In my continuing quest to understand and make meaning of current political, economic, and social realities, I constantly glance back into historical eras looking for similarities and parallels from which I can draw conclusions and possibly learn from past mistakes we as humans have made. While each era unquestionably poses unique conditions and challenges in many respects, I believe history has enumerable lessons to teach if we are willing to learn.
Though I rarely offer comparisons between events transpiring before and during the ascension to power of the German Third Reich with resemblances to contemporary United States - since to do so could result in trivializing one of the most horrific episodes in human history - nonetheless, I am haunted by certain parallels that demand expression.
I am troubled by multiple similarities between that time not so very long ago with the discourses expressed and events transpiring today, though I want to highlight, in particular, the parallels I see in Nazi portrayals and understandings of sex, sexuality, gender, and gender expression: a divisive and brutal program that was anti-feminist, anti-women's equality, anti-women's reproductive freedoms (anti-family planning, anti-contraception, anti-abortion), anti-lesbian, anti-gay, anti-bisexual, anti-transgender, anti-gender nonconforming, anti-sexuality education in schools.
For example, Alfred Rosenberg, one of the Nazi's chief ideologues, directed his misogynist outrage against women: "The emancipation of women from the women's emancipation movement is the first demand of a female generation trying to rescue nation and race, the eternally unconscious, the foundation of all civilization, from decline.... [O]ne thing must be made clear: Only a man must be and remain judge, soldier, and politician."
The Nazis added Paragraph 218 of the German Penal Code to outlaw abortions and establish a national file on women who had undergone and doctors who had performed abortions.
The Nazis acted on and eventually extended Paragraph 175, the section of the German Penal Code dating back to 1871 with the unification of Germany: "Unnatural vice committed by two persons of the male sex or by people with animals is to be punished by imprisonment; the verdict may also include the loss of civil rights."
Nazi ideology rested on the assessment that homosexuals (males) lowered the German birth rate; they endangered, recruited, enticed, and corrupted youth; that a possible homosexual epidemic could spread; that homosexuals are "potential oppositionists" and enemies of respectable society; and that sexual relations between people of the same sex impairs their "sense of shame" and undermines morality, which inevitably will bring about the "decline of social community."
While Nazi ideology and practice rejected lesbianism as well, they did not criminalize same sex sexuality between women, as they had in Germany's Paragraph 175 of the Penal Code, because they believed that so-called "Aryan" lesbians could produce children for the "New Germany."

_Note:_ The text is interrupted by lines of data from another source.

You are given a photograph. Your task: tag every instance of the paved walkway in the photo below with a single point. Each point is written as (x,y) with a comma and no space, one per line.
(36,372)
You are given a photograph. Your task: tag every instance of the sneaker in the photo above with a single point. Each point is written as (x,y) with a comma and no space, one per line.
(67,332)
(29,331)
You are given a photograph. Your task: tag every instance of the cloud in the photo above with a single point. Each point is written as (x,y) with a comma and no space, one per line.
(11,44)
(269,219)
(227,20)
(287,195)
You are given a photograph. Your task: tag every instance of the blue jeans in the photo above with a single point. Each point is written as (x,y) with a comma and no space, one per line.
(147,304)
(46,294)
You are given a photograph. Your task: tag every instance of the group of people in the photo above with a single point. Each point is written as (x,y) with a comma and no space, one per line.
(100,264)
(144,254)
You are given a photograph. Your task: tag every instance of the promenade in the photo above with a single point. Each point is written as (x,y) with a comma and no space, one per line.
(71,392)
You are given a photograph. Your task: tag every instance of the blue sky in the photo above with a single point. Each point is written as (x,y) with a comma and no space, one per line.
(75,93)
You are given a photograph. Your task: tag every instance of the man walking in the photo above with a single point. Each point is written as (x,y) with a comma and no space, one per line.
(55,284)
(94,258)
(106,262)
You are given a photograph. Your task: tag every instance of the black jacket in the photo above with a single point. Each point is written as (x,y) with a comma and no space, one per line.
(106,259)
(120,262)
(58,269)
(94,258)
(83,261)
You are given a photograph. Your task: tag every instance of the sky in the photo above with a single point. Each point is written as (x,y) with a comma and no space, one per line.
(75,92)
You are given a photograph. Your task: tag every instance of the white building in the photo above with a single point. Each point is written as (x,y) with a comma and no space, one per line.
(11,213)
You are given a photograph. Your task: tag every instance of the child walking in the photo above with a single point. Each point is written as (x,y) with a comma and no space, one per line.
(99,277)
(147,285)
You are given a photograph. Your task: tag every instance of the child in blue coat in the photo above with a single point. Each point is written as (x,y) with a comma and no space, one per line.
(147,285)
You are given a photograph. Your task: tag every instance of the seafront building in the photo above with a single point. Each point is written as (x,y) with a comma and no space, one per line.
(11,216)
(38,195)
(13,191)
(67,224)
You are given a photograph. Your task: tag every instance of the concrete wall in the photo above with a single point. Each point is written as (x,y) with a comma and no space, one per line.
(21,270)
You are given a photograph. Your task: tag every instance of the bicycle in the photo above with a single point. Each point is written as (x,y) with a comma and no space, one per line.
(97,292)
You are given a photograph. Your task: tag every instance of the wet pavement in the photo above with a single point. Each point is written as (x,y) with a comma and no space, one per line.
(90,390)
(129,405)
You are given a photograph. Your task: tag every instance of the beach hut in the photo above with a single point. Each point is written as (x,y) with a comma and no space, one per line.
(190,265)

On the other hand, Heinrich Himmler, Gestapo head and chief architect of the Reich's anti-homosexual campaign, justified his actions by arguing that male homosexuals were "like women" and therefore, could not fight in any German war effort. Subsequently, he conducted surveillance operations on an estimated 90,000 suspected homosexuals, arrested approximately 50,000, and transported somewhere between 10,000 and 15,000 to a number of concentration camps throughout the Nazi dominion. Very few survived.
Hitler also proposed eliminating all sexuality education from the German school system and encouraged parents to take on the primary responsibilities for sexuality instruction within the home.
The Nazi regime connected multiple forms of oppression when Heinrich Himmler reorganized the Reich Criminal Police Bureau to centralize operations by creating a national file on male homosexuals, transgender people, what they referred to as "wage abortionists" (women and their doctors), and to monitor the production and ban the use of contraceptives to "Aryan" women. Within this Bureau, they established The Reich Office for Combatting Homosexuality and Abortion, which in the single year of 1938 alone, conducted 28,366 arrests for abortion, and 28, 882 arrests of male homosexuals.
The common thread running through Nazi ideology regarding gender, gender expression, and sexuality was their intense campaign to control individuals' bodies and the bodies of members of entire communities in the attempt to control their minds.
Throughout history, examples abound of patriarchal domination over the rights and lives of women and LGBT people. Women and LGBT people have been constructed as second-class and even third-class citizens not merely in Nazi Germany, but today as the current political discourse indicates. But women and LGBT people are certainly not victims because through it all, women and LGBT people as individuals and as groups have resisted and challenged the inequities and have pushed back against patriarchal constraints. I hope, though, that we as a society can learn from the tyranny of the past.